Seats will be installed in time for the Scrapper baseball season.

New dugouts at the park were constructed during the fall, and netting replaced the chainlink fence in front of the stands.

The parking lot and chairback seats “will be it for this year,” Graham said of work at Wilson Park. The improvements will “make a neat, updated stadium.”

Other work is possible next year.

Other business

Graham discussed the district’s November financial report. Through Nov. 30, the operating balance is about $6.1 million. The board approved transferring about $1.6 million from the operating fund to building fund earlier in the fall to pay for a new bus barn and agri building. “We have a healthy balance. I’m proud of that,” Graham said.

The board approved a resolution to update the district’s master plan. Approval is required every two years, Graham said.

The master plan included a new bus barn and new agri building in 2018. Both of those projects have been approved and will begin when the fall semester ends this week.

The plan calls for a new roof in 2018-19 at primary school.
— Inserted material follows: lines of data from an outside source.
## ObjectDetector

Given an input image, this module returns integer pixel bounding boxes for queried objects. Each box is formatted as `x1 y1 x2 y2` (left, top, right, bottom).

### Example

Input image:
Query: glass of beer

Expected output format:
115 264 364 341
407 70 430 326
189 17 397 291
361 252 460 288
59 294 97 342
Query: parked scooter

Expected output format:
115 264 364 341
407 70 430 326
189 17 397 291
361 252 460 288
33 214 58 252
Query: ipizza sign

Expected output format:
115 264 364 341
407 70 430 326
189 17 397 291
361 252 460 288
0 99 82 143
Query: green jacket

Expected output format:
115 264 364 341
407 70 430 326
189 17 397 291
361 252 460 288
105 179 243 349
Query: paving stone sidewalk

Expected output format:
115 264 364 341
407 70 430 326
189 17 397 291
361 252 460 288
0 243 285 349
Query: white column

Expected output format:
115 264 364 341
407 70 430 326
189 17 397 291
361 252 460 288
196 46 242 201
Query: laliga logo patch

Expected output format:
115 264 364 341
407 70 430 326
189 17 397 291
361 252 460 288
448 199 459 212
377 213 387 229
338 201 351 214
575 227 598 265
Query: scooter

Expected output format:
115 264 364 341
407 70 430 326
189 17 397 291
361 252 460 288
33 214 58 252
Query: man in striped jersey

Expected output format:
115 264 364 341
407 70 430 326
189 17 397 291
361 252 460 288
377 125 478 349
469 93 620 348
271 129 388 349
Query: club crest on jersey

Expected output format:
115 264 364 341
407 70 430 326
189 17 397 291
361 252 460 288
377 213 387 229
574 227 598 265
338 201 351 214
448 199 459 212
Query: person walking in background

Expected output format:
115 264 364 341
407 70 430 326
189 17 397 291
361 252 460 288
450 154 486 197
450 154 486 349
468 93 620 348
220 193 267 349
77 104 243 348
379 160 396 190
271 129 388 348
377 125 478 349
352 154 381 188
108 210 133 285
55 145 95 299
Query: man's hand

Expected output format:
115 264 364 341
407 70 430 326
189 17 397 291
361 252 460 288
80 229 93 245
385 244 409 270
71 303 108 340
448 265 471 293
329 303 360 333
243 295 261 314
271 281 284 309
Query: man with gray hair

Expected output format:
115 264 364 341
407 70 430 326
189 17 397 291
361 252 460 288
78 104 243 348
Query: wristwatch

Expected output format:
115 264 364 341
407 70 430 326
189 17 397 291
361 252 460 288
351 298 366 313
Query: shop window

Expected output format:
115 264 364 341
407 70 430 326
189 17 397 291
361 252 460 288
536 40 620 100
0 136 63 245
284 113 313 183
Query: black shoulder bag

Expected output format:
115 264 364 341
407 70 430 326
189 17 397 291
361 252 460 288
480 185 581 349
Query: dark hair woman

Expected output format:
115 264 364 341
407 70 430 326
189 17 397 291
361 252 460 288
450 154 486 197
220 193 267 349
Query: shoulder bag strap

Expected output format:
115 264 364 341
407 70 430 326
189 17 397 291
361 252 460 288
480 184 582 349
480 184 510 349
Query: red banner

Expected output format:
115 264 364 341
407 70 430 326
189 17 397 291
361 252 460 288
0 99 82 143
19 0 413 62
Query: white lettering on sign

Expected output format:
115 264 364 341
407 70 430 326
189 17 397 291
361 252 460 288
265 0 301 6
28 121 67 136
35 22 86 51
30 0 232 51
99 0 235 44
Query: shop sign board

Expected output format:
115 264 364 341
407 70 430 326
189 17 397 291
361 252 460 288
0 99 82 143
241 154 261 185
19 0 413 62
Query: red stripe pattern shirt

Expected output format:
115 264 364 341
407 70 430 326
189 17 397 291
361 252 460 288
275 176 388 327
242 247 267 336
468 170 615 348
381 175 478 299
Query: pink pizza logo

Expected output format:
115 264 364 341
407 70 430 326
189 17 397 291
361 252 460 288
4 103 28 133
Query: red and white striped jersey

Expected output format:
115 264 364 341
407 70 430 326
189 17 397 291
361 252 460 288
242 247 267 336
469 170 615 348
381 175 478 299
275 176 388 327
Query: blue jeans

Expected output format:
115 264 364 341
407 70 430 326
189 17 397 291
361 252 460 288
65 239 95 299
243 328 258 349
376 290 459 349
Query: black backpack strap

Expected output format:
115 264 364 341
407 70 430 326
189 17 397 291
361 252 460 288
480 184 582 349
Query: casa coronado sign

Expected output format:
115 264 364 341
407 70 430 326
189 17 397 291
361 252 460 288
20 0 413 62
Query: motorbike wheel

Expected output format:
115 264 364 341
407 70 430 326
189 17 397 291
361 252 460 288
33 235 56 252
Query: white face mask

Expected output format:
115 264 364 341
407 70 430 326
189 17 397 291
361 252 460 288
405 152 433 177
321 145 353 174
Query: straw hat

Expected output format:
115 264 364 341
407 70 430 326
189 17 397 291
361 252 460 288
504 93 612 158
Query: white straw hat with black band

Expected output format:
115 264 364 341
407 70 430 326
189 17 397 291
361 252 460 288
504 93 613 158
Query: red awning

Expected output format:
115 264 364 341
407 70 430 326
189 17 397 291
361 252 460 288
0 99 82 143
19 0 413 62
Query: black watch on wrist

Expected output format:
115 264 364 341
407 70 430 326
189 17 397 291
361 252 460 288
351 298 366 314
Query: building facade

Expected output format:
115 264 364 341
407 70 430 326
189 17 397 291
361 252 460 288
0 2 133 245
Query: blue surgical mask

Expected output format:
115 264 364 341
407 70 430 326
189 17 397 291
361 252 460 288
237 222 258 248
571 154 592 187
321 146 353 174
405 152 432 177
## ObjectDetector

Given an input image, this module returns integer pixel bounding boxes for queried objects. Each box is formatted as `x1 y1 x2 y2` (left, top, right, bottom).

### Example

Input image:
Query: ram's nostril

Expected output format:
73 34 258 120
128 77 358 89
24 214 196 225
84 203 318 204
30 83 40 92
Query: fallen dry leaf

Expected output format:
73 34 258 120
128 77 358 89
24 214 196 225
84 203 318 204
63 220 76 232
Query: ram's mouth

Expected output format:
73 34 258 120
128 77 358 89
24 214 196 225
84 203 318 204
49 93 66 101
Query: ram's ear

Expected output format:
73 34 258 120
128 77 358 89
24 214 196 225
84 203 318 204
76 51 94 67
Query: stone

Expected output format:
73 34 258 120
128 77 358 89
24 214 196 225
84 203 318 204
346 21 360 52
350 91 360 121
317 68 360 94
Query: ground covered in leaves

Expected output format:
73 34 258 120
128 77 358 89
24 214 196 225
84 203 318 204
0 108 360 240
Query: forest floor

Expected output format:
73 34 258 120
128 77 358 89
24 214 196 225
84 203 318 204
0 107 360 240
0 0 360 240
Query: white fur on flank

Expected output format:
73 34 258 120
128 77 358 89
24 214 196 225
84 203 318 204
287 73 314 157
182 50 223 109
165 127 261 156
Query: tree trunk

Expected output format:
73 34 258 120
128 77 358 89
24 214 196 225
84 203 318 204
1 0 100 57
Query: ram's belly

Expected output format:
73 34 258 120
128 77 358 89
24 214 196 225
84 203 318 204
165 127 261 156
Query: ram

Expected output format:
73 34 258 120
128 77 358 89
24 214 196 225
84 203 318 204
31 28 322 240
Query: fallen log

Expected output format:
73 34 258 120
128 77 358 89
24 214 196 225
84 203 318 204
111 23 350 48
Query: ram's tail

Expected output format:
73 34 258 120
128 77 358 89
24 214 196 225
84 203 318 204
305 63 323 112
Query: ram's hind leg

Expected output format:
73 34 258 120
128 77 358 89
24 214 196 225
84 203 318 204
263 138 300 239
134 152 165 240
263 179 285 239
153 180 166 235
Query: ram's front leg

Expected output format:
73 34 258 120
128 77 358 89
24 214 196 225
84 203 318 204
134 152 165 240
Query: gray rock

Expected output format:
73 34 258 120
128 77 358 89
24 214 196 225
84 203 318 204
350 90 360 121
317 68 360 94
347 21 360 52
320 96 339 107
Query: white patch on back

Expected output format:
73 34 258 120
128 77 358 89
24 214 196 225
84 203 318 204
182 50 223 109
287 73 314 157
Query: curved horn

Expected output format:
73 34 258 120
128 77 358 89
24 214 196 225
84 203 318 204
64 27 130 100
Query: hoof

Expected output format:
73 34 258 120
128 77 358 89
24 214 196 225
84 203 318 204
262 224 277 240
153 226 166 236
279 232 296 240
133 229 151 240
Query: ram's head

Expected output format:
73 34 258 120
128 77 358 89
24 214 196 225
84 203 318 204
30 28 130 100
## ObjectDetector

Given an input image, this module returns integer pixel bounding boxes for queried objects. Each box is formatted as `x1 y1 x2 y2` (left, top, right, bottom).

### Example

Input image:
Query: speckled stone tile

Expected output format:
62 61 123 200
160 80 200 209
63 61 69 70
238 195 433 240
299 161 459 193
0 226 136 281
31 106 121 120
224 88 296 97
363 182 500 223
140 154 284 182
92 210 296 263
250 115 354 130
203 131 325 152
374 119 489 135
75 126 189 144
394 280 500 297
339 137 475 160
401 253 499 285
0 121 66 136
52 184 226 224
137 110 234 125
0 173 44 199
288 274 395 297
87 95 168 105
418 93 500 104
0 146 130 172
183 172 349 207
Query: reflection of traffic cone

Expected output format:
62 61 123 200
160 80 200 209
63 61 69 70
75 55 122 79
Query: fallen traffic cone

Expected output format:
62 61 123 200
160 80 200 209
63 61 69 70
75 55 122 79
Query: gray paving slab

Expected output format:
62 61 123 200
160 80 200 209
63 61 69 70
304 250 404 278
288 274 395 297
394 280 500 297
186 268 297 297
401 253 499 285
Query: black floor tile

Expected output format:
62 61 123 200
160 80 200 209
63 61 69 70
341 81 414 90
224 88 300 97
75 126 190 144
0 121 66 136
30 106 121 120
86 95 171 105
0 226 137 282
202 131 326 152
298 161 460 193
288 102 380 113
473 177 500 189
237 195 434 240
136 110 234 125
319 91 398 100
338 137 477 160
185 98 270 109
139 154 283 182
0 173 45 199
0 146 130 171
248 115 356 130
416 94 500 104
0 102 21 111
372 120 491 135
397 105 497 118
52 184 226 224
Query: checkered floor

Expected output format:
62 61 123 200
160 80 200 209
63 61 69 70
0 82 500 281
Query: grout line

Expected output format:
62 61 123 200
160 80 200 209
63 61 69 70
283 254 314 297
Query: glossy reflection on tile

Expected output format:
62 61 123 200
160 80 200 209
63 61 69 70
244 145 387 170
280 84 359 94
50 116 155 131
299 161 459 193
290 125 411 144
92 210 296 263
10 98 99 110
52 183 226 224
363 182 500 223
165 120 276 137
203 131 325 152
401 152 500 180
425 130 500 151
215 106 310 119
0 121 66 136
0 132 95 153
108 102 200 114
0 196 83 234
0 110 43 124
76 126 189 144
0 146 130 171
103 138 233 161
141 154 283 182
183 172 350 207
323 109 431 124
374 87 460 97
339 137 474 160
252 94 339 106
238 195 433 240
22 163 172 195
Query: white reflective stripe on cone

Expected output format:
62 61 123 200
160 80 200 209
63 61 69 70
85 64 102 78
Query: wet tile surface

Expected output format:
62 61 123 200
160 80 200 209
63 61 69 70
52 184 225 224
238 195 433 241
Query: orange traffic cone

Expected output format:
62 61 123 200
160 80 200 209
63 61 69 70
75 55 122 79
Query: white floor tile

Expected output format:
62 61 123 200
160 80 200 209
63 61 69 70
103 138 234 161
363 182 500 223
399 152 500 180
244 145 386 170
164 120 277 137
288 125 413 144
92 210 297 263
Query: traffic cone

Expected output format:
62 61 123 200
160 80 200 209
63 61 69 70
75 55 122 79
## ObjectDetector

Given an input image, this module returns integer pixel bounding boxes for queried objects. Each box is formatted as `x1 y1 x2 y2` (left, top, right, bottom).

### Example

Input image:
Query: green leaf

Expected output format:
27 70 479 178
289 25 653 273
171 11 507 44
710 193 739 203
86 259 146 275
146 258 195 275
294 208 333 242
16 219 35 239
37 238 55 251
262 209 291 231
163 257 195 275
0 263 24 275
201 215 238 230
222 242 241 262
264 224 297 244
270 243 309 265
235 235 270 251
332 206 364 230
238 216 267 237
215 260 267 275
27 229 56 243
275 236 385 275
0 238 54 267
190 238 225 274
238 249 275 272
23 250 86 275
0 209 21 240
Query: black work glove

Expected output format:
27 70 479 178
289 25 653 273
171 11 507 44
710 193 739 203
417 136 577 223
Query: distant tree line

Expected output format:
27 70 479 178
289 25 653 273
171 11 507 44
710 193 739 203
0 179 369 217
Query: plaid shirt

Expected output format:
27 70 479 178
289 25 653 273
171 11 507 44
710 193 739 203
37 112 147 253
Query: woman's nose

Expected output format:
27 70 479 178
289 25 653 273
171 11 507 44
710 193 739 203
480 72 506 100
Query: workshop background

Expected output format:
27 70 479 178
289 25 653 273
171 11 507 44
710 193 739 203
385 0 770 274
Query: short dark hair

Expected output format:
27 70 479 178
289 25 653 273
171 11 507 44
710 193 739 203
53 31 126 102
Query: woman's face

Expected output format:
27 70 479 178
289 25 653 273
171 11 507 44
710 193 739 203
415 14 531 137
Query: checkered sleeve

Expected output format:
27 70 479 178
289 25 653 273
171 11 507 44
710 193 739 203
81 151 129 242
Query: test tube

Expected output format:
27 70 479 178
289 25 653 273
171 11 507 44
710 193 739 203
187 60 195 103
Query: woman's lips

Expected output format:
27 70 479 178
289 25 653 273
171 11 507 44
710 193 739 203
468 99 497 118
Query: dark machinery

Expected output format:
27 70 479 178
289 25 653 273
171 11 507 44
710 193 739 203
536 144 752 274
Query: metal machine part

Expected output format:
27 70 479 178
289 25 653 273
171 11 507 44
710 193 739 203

Roofers say repairs will give the existing roof more time before eventually being replaced.

The master plan also included a fine arts building in 2018-19. The facility likely won’t be built then but is under consideration.

Graham said the district’s waiver request for the start of the 2018-19 academic year was approved. Nashville is one of many schools across Arkansas which may begin classes on Aug. 13 instead of the Aug. 20 start set by the state. “We’re not locked into Aug. 13, but it’s an option. We could start on the 15th,” Graham said.

NHS Principal Tate Gordon updated the board on a proposed college and career readiness program for 2018-19. The program would give students who are not college bound the opportunity to gain work experience through job-shadowing, internships, actual jobs and other possibilities for part of the school day.

More on Gordon’s presentation will be included in the Dec. 27 News-Leader.

The next board meeting will be Tuesday, Jan. 16, 2018.

All members were present Monday night, including board president Monica Clark, Mark Canaday, Randy Elliott, Miles Mitchell and David Hilliard.